Tab-delimited export - unprintable character on field label

TalkBug Collectors

Join LibraryThing to post.

Tab-delimited export - unprintable character on field label

This topic is currently marked as "dormant"—the last message is more than 90 days old. You can revive it by posting a reply.

1jjmcgaffey
Jan 13, 2008, 3:59 am

When I export to tab-delimited text, I get, as the first field, "book id" with an unprintable character (box) in front of it. I did a copy-and-paste to get the above label, but the box didn't show up. I can delete it in Excel, of course, but what is it and why does it show up?

2khms
Jan 19, 2008, 6:03 am

Someone messed up.

That file is in UTF16 (a two byte per character version of Unicode). Because there are two choices about how to do this - most significant byte first ("motorola" or "network" ordering), or least significant byte first ("intel" ordering) - there's a character called "byte order mark" or BOM (U+FEFF, because U+FFFE is guaranteed to never be a legal character) which is inserted at the front of a file so software knows how to read it (FE FF ... -> motorola, FF FE ... -> intel).

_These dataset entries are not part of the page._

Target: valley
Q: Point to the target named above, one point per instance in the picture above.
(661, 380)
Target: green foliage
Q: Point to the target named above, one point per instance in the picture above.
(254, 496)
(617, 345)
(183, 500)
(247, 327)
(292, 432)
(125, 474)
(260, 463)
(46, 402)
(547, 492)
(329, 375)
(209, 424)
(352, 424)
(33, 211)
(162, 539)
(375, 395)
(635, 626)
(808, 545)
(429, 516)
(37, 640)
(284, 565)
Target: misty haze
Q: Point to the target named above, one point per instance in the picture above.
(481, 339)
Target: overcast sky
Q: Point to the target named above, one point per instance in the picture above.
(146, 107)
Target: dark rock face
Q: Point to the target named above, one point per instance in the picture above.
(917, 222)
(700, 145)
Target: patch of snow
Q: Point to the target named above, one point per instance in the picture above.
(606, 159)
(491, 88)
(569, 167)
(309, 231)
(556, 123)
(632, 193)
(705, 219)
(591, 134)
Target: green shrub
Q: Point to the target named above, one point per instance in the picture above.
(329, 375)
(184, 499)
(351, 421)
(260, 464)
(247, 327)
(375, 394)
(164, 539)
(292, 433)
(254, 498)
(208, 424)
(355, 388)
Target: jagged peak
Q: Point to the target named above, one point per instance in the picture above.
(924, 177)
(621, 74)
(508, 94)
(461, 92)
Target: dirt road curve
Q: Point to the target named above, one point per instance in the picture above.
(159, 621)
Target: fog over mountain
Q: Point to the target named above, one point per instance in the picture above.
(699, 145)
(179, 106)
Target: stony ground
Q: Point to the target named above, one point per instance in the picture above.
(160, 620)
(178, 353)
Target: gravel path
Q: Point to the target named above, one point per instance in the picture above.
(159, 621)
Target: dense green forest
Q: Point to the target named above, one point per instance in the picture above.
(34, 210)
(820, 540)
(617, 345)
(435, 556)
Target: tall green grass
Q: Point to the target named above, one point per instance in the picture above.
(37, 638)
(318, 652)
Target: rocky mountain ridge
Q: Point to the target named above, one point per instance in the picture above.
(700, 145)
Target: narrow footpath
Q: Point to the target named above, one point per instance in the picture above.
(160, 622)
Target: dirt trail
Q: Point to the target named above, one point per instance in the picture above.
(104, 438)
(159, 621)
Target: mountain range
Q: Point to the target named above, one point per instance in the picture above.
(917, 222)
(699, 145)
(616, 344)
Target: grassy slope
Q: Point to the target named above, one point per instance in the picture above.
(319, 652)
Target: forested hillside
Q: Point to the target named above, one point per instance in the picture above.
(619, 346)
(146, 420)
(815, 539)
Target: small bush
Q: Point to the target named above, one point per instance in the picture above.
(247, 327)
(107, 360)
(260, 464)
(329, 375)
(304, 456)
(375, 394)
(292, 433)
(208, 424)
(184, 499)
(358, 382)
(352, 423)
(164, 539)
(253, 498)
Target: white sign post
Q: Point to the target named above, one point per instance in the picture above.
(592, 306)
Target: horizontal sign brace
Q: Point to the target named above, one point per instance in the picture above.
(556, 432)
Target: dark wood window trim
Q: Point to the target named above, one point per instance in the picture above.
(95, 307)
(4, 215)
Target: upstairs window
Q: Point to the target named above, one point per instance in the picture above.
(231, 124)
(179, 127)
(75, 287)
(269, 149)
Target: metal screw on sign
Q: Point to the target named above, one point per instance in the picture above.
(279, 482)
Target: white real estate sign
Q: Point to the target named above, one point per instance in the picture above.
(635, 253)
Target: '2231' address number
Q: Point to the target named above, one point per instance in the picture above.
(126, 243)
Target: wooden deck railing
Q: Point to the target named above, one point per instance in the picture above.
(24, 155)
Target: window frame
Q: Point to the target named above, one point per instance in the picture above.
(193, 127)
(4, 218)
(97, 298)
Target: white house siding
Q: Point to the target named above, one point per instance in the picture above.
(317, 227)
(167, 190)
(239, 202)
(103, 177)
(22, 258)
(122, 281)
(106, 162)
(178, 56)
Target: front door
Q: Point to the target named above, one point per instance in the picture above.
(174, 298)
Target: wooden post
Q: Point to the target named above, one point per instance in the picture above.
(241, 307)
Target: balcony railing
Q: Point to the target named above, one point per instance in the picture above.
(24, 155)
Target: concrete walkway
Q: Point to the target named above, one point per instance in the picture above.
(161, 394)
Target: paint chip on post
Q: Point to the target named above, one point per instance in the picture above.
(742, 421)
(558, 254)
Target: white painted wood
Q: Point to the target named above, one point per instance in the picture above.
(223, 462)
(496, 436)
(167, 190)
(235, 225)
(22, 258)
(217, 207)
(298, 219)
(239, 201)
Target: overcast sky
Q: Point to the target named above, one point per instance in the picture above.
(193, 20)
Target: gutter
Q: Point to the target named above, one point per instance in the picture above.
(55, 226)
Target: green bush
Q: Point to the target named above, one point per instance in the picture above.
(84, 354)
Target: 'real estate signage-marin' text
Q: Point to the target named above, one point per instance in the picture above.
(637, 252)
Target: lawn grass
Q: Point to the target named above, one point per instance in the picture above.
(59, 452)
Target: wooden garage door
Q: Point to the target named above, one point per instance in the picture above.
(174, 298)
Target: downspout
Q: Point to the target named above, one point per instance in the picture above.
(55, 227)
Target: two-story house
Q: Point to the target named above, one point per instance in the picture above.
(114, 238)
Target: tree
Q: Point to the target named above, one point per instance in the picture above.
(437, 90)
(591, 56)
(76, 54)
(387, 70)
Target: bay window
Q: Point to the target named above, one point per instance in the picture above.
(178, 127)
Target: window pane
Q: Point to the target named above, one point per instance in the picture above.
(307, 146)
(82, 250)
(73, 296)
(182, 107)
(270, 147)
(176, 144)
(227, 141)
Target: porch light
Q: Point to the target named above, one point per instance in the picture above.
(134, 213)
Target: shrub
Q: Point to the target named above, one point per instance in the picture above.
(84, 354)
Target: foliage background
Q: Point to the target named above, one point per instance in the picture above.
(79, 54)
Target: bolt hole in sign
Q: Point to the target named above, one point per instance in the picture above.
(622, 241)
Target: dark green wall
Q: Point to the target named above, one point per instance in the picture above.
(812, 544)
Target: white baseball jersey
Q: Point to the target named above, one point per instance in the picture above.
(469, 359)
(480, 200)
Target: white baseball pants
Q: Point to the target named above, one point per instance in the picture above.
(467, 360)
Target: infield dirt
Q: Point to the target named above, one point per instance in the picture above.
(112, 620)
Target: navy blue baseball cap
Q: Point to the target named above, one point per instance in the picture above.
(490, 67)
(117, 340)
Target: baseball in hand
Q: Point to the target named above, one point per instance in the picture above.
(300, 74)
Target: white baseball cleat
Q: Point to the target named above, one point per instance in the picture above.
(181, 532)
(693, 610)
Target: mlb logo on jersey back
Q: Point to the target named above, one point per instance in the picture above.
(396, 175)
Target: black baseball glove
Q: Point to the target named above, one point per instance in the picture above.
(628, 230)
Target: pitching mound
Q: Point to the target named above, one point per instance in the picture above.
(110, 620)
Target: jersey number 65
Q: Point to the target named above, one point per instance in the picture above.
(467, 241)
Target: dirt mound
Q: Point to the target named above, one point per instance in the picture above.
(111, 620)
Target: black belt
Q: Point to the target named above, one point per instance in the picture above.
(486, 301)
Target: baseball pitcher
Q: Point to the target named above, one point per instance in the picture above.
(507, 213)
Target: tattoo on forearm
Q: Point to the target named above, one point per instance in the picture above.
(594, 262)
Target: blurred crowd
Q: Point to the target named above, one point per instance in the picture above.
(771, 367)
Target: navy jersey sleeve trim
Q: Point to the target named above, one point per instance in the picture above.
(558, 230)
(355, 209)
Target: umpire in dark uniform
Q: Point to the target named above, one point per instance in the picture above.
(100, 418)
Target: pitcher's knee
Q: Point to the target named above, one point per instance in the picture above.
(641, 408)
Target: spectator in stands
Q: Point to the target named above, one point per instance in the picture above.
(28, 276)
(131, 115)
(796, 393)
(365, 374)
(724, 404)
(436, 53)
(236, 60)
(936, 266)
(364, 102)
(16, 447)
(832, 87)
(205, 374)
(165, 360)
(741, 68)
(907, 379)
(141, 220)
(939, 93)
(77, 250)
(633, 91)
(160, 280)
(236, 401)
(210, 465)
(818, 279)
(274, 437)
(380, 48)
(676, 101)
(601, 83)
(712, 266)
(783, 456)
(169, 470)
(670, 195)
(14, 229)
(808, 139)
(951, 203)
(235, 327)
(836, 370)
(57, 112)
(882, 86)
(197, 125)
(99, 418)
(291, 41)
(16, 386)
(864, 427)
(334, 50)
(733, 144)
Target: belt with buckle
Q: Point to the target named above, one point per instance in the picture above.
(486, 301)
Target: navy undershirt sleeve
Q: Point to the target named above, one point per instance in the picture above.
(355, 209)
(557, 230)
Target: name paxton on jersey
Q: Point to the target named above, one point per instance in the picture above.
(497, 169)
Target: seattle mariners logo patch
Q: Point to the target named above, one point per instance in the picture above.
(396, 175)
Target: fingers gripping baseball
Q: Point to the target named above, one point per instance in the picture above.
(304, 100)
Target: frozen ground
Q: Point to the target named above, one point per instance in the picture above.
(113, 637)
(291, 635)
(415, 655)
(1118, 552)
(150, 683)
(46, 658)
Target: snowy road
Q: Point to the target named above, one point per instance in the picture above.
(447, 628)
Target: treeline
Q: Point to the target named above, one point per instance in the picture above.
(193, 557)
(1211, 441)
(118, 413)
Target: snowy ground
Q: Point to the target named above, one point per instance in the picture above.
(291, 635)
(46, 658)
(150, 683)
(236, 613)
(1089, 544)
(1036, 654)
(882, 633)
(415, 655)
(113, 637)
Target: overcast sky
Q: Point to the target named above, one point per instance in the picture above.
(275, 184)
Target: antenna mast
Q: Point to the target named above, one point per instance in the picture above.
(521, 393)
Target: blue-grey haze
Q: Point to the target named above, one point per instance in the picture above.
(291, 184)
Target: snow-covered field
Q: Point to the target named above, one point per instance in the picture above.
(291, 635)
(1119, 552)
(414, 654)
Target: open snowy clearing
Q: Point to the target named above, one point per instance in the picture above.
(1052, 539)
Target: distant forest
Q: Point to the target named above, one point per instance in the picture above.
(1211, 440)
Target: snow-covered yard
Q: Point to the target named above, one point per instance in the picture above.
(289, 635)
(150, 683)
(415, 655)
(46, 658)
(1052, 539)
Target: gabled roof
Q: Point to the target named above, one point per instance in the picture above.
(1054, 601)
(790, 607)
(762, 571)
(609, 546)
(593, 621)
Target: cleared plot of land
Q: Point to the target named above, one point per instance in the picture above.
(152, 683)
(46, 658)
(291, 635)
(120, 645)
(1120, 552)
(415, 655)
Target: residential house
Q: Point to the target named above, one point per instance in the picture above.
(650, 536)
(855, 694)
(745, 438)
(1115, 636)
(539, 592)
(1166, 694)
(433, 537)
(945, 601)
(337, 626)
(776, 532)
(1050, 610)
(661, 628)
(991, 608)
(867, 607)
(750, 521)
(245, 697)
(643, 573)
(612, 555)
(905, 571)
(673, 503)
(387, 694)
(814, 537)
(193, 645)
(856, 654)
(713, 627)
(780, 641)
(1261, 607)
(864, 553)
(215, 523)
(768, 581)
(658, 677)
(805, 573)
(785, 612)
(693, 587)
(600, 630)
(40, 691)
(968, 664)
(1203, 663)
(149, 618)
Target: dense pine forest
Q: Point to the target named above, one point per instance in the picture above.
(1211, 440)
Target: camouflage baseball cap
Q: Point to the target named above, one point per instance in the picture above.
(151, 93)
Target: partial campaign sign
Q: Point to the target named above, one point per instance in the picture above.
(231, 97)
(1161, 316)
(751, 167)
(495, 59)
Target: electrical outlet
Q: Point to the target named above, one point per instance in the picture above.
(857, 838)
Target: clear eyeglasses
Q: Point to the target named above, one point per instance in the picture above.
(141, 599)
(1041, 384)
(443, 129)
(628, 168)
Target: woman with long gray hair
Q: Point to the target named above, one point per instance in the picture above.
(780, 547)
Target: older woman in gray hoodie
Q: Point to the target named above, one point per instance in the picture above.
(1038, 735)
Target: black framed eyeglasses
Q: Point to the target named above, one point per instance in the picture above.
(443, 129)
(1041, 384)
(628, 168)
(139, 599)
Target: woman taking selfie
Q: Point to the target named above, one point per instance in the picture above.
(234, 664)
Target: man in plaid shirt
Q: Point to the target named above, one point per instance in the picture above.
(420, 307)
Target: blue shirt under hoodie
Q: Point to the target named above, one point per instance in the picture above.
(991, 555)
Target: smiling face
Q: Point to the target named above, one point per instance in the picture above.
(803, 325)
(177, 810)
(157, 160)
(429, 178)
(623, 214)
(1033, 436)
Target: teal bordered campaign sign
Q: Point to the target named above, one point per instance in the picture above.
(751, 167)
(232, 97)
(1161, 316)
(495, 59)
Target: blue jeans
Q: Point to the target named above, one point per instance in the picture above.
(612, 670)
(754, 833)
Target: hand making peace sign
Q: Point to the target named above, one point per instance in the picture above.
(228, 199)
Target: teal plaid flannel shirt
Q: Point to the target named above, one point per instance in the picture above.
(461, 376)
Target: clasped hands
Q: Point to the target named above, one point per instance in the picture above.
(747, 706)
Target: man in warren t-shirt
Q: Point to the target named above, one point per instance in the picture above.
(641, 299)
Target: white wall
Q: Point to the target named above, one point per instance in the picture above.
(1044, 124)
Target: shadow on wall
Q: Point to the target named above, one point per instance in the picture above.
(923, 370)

Only, in this case someone actually added the character twice. The one left over gets shown as an unprintable character.

3bnielsen
Jan 20, 2008, 6:47 pm

Thanks. I think you just found an explanation to a strangeness, I see everytime I edit a book.
I.e. http://www.librarything.com/work/4759081/edit/25943602
I get a page looking like:
http://www.daimi.au.dk/~bnielsen/cropped.png
I've chosen a larger textsize to get the FEFF character to show up more clearly.

So it's not just the tab export that's flawed.

I'm using Linpus and Firefox and Linpus is Unicode all the way, so that's probably why I get to see this character. I haven't seen anyone else complain about it.

4khms
Edited: Jan 27, 2008, 5:13 am

Well, Ubuntu is Unicode all the way, too, but I don't see it in Epiphany.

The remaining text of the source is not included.